The primary contribution of this work is its empirical and theoretical integration, showing how political exclusion and economic marginalisation are mutually reinforcing in Guinea-Bissau’s peacebuilding economy. Instability is linked not merely to political factions but to an exclusionary governance that forfeits women’s innovative capacities 1. As Affi & Tønnessen (2021) posit, women’s activism often challenges militarised masculinity, a dynamic evident in Guinean women’s protests against coup d’états. This analysis extends that insight, arguing that gendering peace is inseparable from gendering development, as economic planning that overlooks women undermines socio-economic foundations for peace.

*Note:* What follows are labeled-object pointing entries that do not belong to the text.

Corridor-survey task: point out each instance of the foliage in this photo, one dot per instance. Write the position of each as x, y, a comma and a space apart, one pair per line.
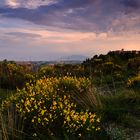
115, 133
46, 106
134, 82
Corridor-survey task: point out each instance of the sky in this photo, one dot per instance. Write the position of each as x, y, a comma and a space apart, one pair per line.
51, 29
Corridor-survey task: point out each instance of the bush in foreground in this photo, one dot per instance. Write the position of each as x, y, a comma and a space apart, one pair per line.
47, 108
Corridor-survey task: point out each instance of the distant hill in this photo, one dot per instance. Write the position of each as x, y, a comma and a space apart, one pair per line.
74, 58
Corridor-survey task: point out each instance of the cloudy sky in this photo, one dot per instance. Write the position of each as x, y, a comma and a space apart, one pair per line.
51, 29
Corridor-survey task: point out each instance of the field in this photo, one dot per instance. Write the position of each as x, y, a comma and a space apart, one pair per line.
98, 99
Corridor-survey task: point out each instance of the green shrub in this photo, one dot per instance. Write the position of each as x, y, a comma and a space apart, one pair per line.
134, 82
47, 108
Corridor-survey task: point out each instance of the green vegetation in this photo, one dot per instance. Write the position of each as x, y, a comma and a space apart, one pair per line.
98, 99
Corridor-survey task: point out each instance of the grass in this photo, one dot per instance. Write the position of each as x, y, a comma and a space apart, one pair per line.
5, 93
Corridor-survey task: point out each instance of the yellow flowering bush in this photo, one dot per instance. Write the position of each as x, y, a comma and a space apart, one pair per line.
48, 108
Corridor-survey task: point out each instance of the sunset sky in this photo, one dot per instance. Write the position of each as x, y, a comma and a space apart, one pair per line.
51, 29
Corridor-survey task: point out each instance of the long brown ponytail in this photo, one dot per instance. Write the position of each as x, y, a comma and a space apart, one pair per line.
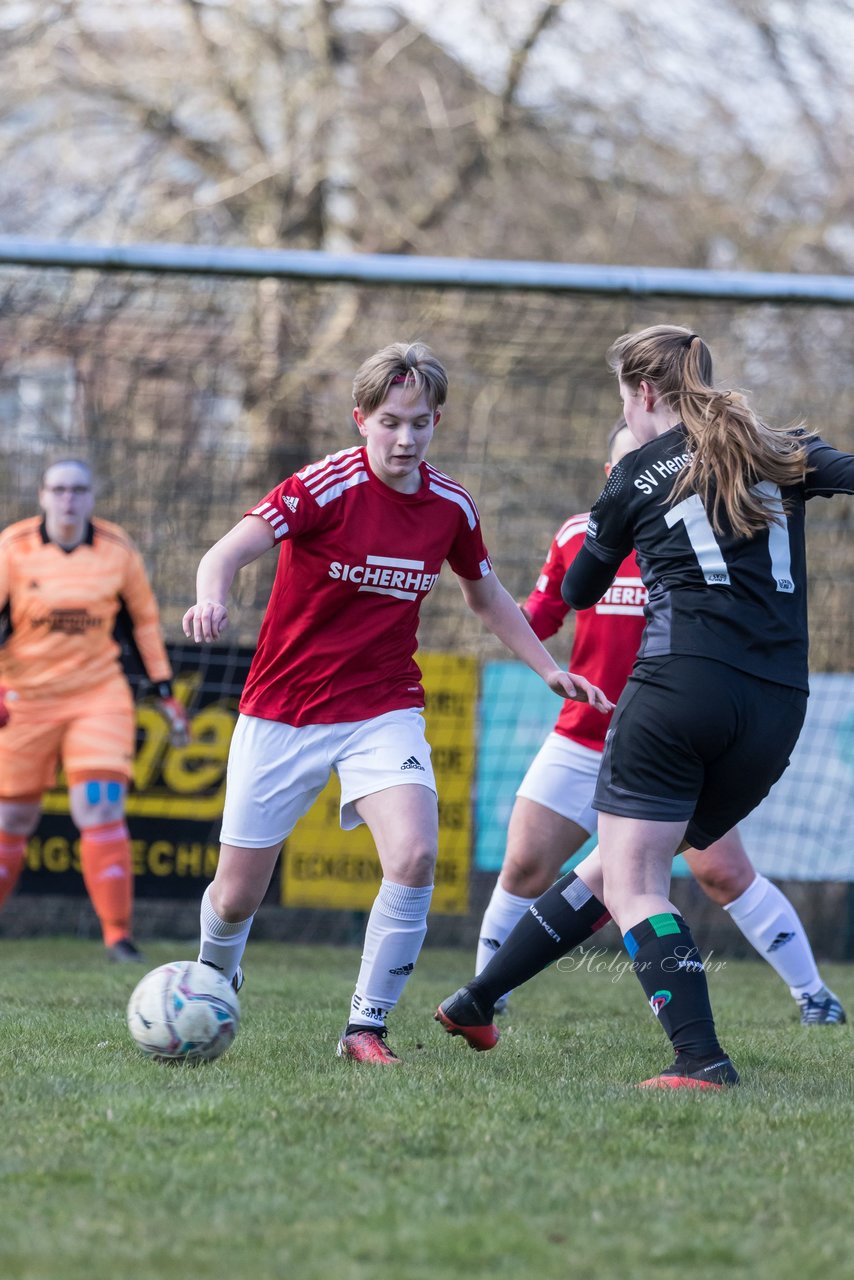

The Guinean case exemplifies a broader continental pattern. It resonates with studies from Sudan, where women demanded holistic peace 3, and East Africa, where indigenous mechanisms like Loketio/Logedio highlight women’s embedded conflict resolution roles 8. This positions Guinea-Bissau within a call for African solutions that elevate existing gendered social capital, moving beyond ratifying frameworks like the Women, Peace and Security agenda to their contextualised implementation 14,19.

Consequently, policy implications are threefold. First, women’s participation must be institutionalised beyond tokenism, empowering civil society organisations as critical intermediaries 12. Second, interventions must consciously link security with economic justice, learning from gender-sensitive approaches to land rights elsewhere 4. Third, the regional dimension must be engaged, supporting cross-border, women-led initiatives given the nation’s inextricable links with Senegal 7.

Future research should explore intersections between formal justice and women-led informal reconciliation in Guinea-Bissau 10, conduct comparative Lusophone studies, and longitudinally assess the impact of women’s economic collectives on community resilience. Ultimately, this framework asserts that transformative peace requires a paradigmatic shift: recognising women as essential architects of a new political and economic order. The quality of peace is determined by the inclusivity of its creation 9, making gendered peacebuilding a central strategic imperative for national security and sustainable development in Guinea-Bissau.

Acknowledgements

The author gratefully acknowledges the financial support for this research provided by the West African Peace and Security Research Council (WAPSRC) and the Global Institute for Gender in Development (GIGD). Sincere thanks are extended to Dr Fatima Mendes for her invaluable insights on Guinea-Bissau’s socio-political context and to Professor Samuel Jones for his rigorous methodological feedback. This work was also supported by the Centre for African Business Studies at the University of Northampton, which provided essential institutional backing during the 2024–2025 fieldwork period. The views expressed herein are, however, the author’s own. Finally, profound gratitude is owed to all the interviewees in Guinea-Bissau who generously shared their time and experiences.